𝗛𝗮𝘃𝗲 𝗪𝗲 𝗟𝗼𝘀𝘁 𝘁𝗵𝗲 𝗔𝗿𝘁 𝗼𝗳 𝗣𝘂𝗿𝗲 𝗢𝗽𝘁𝗶𝗺𝗶𝘇𝗮𝘁𝗶𝗼𝗻?
Early engineers worked with tiny limits. The Apollo Guidance Computer had only 2KB of RAM. Every bit mattered. Every CPU cycle was vital.
Today, we have gigabytes of memory. We often solve problems by adding more hardware. If code is slow or heavy, we add more RAM. This habit makes us lose the skill of pure optimization.
You can write better software by thinking about constraints.
Look at how you process a large text file in Python.
The common way: Many developers read an entire file into memory at once.
- You use f.readlines().
- This loads every line into a list in your RAM.
- If your file is 10GB, you need 10GB of RAM.
- This approach fails on small servers or limited devices.
The optimized way: Process the file one line at a time.
- You iterate directly over the file object.
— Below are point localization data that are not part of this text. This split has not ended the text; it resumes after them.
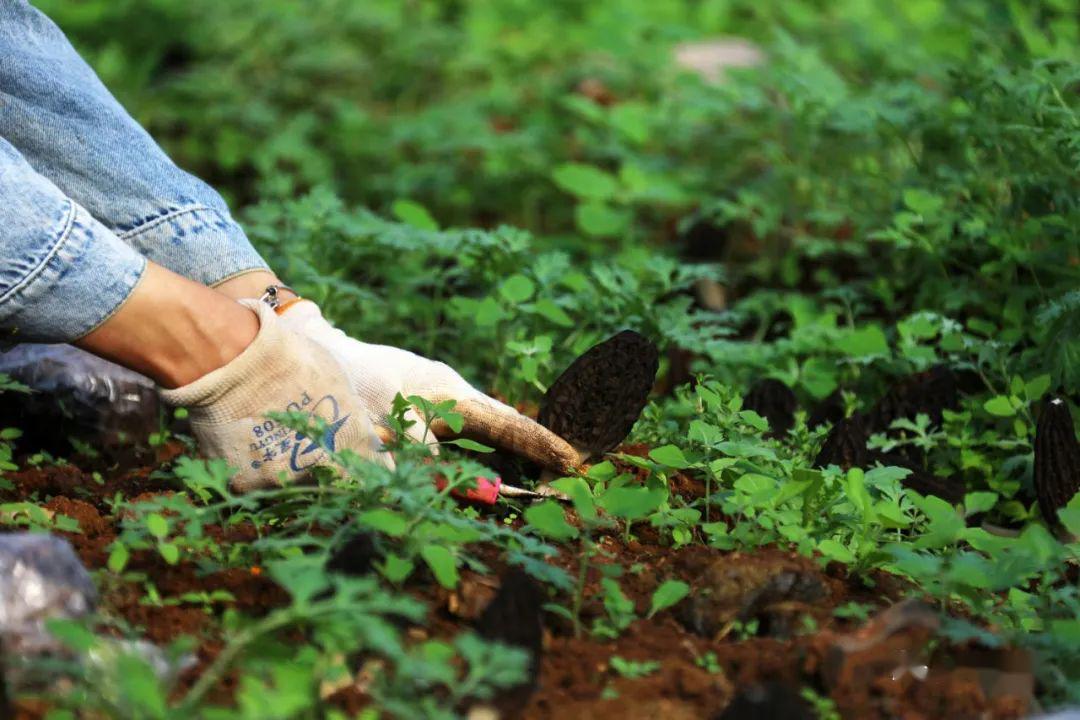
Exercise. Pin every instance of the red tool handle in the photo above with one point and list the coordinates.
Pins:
(486, 490)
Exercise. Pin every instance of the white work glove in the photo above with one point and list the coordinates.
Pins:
(378, 372)
(279, 371)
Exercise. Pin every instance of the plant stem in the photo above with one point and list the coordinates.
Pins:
(579, 593)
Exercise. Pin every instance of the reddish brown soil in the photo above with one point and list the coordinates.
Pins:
(698, 675)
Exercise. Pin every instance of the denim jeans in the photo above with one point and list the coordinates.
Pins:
(86, 195)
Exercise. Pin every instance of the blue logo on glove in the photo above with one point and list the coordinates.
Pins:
(328, 439)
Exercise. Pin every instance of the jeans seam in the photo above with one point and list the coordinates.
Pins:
(37, 270)
(164, 218)
(245, 271)
(119, 306)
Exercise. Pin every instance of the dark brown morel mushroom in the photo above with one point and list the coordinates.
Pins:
(514, 616)
(774, 402)
(828, 411)
(1056, 459)
(846, 445)
(355, 556)
(595, 403)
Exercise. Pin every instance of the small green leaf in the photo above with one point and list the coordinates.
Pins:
(979, 502)
(157, 526)
(865, 341)
(385, 520)
(517, 288)
(601, 220)
(548, 309)
(395, 568)
(549, 519)
(170, 553)
(118, 557)
(669, 593)
(1000, 406)
(414, 214)
(834, 551)
(585, 181)
(1036, 388)
(633, 503)
(443, 565)
(671, 456)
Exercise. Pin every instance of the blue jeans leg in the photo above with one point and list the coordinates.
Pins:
(72, 132)
(63, 273)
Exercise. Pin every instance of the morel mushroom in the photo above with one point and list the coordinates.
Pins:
(846, 445)
(1056, 459)
(774, 402)
(596, 401)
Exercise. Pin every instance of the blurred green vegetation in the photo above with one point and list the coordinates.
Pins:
(500, 185)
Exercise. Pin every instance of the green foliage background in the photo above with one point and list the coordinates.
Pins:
(500, 185)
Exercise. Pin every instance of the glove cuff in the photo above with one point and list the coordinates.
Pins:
(258, 365)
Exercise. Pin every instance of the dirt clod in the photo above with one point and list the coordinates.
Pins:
(770, 700)
(773, 589)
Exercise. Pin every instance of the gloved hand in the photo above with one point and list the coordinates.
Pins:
(378, 372)
(278, 371)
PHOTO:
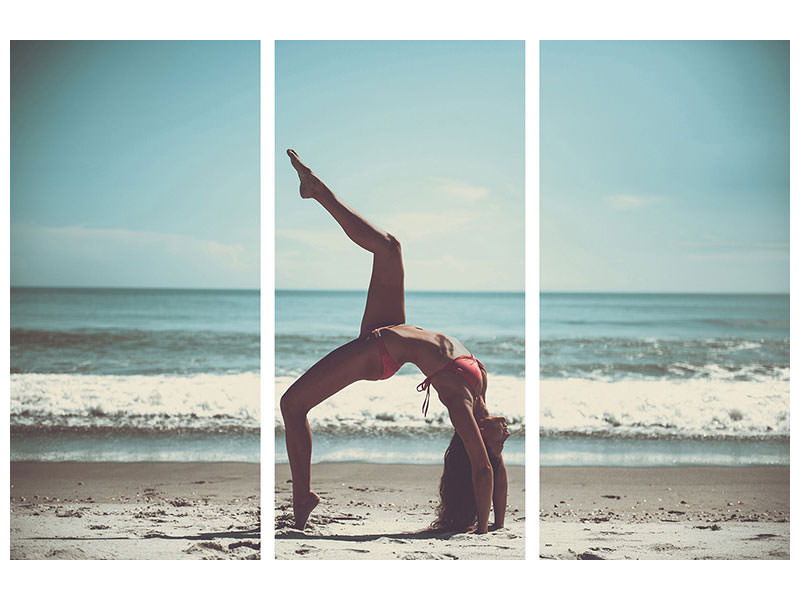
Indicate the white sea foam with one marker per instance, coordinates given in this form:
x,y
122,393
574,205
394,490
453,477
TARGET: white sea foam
x,y
394,406
666,408
137,401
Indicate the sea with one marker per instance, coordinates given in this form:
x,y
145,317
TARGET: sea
x,y
135,375
664,379
382,421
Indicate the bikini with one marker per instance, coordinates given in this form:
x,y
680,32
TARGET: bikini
x,y
467,366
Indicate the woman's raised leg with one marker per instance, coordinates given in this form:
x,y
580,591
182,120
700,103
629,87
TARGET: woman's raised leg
x,y
386,294
352,362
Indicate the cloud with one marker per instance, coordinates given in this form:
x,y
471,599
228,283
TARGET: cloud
x,y
458,189
87,256
629,202
408,226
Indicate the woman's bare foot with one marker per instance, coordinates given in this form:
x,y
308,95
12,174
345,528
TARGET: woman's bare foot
x,y
309,183
303,509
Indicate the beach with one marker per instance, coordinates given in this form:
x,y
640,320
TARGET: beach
x,y
135,510
380,511
664,513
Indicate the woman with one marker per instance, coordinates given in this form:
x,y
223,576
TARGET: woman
x,y
386,342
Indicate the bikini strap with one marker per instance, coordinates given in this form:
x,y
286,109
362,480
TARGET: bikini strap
x,y
425,386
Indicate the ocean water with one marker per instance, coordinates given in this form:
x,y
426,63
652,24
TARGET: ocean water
x,y
381,421
664,379
135,374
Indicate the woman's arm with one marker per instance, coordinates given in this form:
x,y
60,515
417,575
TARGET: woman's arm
x,y
482,474
500,494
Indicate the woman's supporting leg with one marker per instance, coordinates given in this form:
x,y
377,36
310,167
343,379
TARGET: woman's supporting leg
x,y
352,362
386,294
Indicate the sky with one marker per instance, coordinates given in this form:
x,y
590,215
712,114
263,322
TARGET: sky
x,y
664,166
424,139
135,164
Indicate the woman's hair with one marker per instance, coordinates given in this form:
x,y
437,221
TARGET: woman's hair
x,y
457,509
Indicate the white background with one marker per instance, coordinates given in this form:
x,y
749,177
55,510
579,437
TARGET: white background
x,y
412,19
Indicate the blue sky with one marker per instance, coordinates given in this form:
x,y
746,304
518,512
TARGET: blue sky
x,y
135,164
664,166
425,139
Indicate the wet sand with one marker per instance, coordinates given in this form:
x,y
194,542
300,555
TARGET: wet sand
x,y
371,511
664,513
157,510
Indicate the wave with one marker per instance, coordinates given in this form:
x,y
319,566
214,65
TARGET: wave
x,y
705,409
102,403
732,358
133,351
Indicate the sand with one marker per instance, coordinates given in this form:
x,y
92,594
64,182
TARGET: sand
x,y
664,513
371,511
158,510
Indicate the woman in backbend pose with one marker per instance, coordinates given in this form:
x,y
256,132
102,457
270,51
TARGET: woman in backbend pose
x,y
474,475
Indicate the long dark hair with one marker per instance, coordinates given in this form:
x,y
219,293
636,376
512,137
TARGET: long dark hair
x,y
457,509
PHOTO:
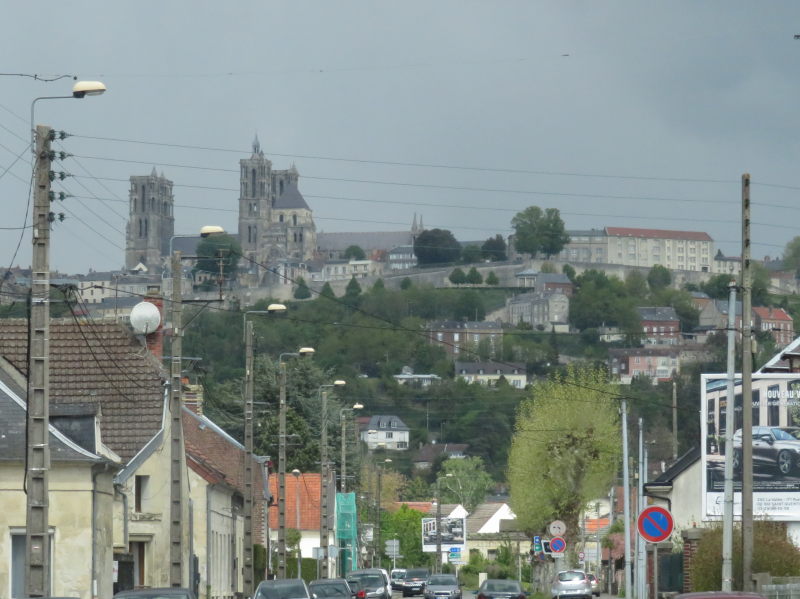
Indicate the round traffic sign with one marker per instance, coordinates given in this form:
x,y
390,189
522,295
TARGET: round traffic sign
x,y
557,528
557,545
655,524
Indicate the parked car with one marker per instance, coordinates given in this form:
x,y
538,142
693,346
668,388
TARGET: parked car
x,y
571,583
289,588
414,582
442,586
498,588
398,575
371,583
331,588
595,584
156,593
773,446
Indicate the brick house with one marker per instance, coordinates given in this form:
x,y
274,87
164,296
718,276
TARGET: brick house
x,y
660,325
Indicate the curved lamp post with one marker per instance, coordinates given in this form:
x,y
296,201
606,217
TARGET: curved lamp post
x,y
37,462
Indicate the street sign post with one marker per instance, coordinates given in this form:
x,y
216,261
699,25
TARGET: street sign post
x,y
655,524
558,545
557,528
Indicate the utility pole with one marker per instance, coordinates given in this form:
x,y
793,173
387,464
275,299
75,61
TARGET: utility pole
x,y
730,405
674,418
323,502
626,500
343,483
641,547
438,528
176,430
282,472
747,395
248,461
37,534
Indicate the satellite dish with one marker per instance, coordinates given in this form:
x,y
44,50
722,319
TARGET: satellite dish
x,y
145,318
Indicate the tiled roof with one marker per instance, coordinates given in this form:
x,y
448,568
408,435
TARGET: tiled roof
x,y
662,313
658,234
771,313
99,363
309,488
13,443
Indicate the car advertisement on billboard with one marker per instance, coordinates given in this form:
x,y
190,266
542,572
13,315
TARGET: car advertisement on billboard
x,y
775,406
454,533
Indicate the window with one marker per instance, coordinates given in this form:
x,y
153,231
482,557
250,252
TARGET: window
x,y
140,484
18,562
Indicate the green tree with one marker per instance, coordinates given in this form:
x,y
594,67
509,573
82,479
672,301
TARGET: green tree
x,y
494,248
436,246
327,291
538,231
354,252
659,277
474,277
471,254
565,451
463,481
457,277
301,291
216,249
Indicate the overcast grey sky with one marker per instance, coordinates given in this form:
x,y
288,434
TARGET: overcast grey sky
x,y
631,114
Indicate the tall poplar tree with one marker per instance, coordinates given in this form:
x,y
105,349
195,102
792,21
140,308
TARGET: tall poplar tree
x,y
566,449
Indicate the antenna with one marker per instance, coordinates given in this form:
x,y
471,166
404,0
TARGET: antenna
x,y
145,318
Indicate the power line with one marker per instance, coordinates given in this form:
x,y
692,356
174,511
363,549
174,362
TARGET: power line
x,y
431,165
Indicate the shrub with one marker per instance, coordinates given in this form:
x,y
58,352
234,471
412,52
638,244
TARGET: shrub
x,y
776,554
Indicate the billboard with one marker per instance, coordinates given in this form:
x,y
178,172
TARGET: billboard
x,y
775,406
454,534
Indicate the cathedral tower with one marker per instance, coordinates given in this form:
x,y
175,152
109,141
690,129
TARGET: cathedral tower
x,y
256,196
151,222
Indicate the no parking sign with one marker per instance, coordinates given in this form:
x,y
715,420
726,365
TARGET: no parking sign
x,y
655,524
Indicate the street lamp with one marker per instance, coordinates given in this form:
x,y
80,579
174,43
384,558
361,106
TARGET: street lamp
x,y
324,475
302,352
296,474
356,406
249,577
37,461
378,508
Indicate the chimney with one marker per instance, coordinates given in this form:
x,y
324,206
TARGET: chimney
x,y
155,340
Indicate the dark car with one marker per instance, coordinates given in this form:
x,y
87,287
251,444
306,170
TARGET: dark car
x,y
414,582
331,588
370,583
773,446
157,593
289,588
498,588
442,586
572,584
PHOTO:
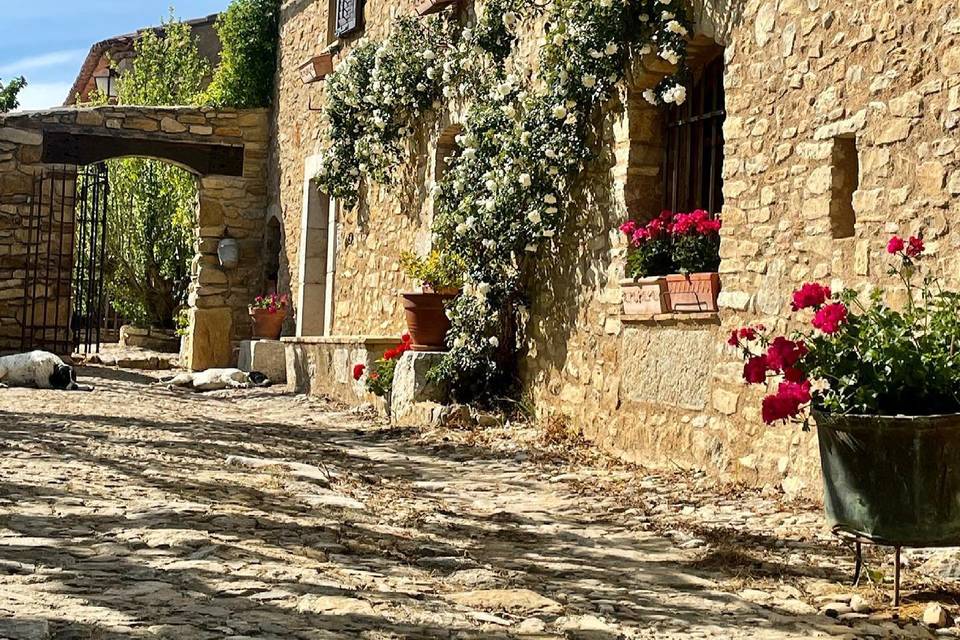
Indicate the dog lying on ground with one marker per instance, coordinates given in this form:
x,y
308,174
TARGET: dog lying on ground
x,y
39,369
217,379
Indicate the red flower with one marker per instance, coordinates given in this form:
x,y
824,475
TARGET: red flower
x,y
915,247
783,354
810,295
787,403
755,370
830,318
746,334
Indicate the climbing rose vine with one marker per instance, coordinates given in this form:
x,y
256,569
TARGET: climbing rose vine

- Python reads one line, processes it, and moves to the next.
- Your memory usage stays low and constant.
- It does not matter if the file is 1MB or 100GB.
The difference is about engineering philosophy.
Adding more resources is a temporary fix. It creates fragile software. Using constraints to drive your design creates robust software.
Optimization is not just about speed. It is about being mindful of your resources.
When you write code, ask yourself:
- How much memory does this use?
- Will this work if the data grows ten times larger?
- Am I relying on expensive hardware to hide bad code?
Better software comes from discipline.